You Said, We Did: Urgent and Emergency Care
This report outlines the view of respondents who took part in the Why Accident and Emergency project which Healthwatch Barking and Dagenham carried out.
We looked into the London Ambulance Service after receiving concerns from members of the public.
The London Ambulance Service (LAS) in the BHR area ( Barking & Dagenham Havering and Redbridge) currently has over 165 frontline staff across several shift patterns.

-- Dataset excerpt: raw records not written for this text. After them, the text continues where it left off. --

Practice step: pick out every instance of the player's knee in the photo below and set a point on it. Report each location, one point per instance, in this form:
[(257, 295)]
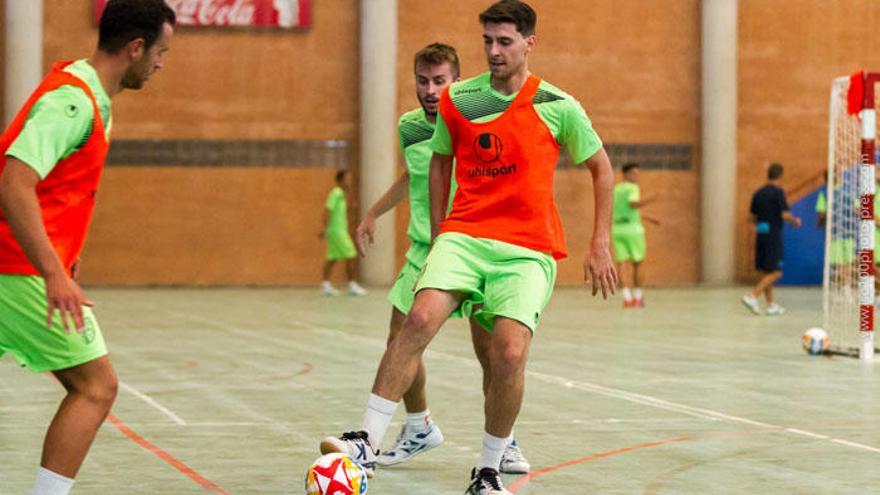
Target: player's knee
[(101, 392)]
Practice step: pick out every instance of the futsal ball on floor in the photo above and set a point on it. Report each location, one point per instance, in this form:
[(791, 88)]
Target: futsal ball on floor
[(815, 341), (336, 474)]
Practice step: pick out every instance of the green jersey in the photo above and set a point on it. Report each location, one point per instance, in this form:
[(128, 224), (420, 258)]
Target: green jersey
[(625, 215), (564, 116), (61, 122), (414, 132), (338, 209)]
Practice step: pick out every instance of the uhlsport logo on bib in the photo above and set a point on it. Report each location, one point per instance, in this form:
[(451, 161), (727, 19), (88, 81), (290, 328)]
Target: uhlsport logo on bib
[(488, 148)]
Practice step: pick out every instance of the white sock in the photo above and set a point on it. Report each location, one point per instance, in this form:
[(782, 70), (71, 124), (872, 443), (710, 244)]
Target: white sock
[(377, 419), (493, 451), (418, 421), (50, 483)]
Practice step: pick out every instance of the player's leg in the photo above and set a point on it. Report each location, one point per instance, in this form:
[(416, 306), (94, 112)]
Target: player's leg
[(326, 286), (397, 370), (518, 286), (513, 461), (23, 334), (419, 434), (354, 288), (91, 390)]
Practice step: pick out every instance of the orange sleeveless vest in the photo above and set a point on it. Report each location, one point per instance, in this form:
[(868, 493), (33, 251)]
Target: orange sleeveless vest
[(67, 194), (504, 169)]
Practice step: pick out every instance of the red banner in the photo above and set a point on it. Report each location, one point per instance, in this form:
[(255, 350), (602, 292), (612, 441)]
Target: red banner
[(285, 14)]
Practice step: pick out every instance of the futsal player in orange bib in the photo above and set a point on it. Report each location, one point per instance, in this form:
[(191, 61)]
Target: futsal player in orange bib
[(494, 259)]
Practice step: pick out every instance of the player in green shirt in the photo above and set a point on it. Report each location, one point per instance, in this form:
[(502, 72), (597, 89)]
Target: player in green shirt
[(339, 243), (435, 66), (628, 233), (46, 321)]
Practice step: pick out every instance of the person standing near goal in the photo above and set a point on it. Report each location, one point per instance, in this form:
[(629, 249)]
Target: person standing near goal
[(494, 257), (769, 209), (53, 156), (435, 66), (628, 233)]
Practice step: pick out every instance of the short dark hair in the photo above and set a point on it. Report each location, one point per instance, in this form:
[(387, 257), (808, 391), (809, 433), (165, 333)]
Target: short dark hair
[(629, 166), (775, 171), (437, 54), (125, 20), (513, 12)]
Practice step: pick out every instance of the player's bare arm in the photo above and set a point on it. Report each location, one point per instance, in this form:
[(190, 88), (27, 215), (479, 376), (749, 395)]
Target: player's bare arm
[(439, 178), (791, 219), (18, 199), (599, 271), (392, 197)]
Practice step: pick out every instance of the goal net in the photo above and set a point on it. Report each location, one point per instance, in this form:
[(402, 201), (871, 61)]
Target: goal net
[(848, 282)]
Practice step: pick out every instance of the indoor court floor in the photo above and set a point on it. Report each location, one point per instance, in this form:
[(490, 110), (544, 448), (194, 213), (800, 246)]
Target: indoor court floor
[(230, 391)]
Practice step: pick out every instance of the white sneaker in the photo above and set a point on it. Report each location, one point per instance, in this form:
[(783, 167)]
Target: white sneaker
[(355, 289), (752, 303), (775, 310), (513, 462), (327, 289), (486, 481), (357, 445), (409, 444)]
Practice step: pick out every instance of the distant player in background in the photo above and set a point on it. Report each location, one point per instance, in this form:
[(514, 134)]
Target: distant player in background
[(628, 233), (769, 209), (339, 243), (435, 67), (52, 157)]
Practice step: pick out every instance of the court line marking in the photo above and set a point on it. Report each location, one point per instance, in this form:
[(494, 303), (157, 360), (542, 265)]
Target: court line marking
[(149, 400), (617, 393), (522, 481), (165, 456)]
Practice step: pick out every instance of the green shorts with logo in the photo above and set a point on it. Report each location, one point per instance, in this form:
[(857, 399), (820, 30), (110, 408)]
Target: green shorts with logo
[(402, 293), (23, 331), (497, 278), (629, 244), (339, 245)]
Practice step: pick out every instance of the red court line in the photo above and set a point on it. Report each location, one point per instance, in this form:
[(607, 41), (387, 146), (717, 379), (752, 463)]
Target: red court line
[(165, 456), (523, 480)]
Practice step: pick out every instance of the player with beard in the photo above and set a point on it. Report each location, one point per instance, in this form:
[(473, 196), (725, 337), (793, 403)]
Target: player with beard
[(435, 66), (493, 257), (53, 155)]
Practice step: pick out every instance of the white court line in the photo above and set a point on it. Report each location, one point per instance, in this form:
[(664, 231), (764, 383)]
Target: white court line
[(617, 393), (149, 400)]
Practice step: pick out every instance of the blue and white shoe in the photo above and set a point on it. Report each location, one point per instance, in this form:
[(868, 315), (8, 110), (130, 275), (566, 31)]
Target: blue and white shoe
[(513, 461), (411, 443), (357, 445)]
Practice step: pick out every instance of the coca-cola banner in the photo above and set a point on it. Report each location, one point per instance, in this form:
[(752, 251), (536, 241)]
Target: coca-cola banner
[(285, 14)]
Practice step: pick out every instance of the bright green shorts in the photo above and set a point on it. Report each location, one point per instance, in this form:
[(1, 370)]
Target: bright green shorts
[(498, 279), (629, 245), (339, 245), (842, 251), (402, 292), (23, 331)]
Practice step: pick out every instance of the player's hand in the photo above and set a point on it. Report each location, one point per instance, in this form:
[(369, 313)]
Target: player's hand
[(599, 271), (364, 234), (74, 270), (65, 295)]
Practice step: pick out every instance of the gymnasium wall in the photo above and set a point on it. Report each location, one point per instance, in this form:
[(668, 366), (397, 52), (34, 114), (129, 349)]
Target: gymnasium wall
[(789, 51), (257, 225)]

Although the cover varies across days of the week (based on historical/planning data), as an average there are:
- 15 early (6am-4pm) ambulances and 5 fast response cars,
- 6 late (2pm-10pm) ambulances and 2 fast response cars and
- 8 night (10pm-6am) ambulances and 3 fast response cars.
During our enquiry we found the following themes:
- There is a difference in views between the managers and the staff within the London Ambulance Service.
- The effectiveness of NHS 111 is disputed by staff. However, Healthwatch is not in a place to comment on the service as we were not given any official figures from the PELC.
- The general feeling is that the LAS service is good. A minority of people complain and when so, service users are generally unhappy with the waiting time. However, there seems to be a misunderstanding about what a life-threatening emergency really is.
- Barking and Dagenham has a growing population with high health needs.
- Transfer times from an ambulance to A&E are problematic at local hospitals and a cause of frustration for the staff.
Healthwatch Barking and Dagenham carried out a number of engagement sessions, in various public settings, with the local community. We asked for peoples’ views andopinions concerning proposals put forward by Barking & Dagenham Clinical Commissioning Group (CCG) about urgent care services and the closure of the walk-in service at Broad Street Medical Centre. The consultation period set by the CCG for their proposal ends on 21st May 2013.
We spoke to 200 people, the main themes of the findings are higlighted below:
- 85% of respondents said they would perfer to see their GP rather then access an urgent care service.
- Almost 70% of people said they did not want Broad Street walk-in service to be closed.
- There was fear and concern that sufficient alternative urgent care services would not be in place.
- Over 50% of respondents did not know of any other urgent care services apart from those at Broad Street walk-in centre.
- The report highlights that the public are unaware and confused about what urgent care is available and when it should be used.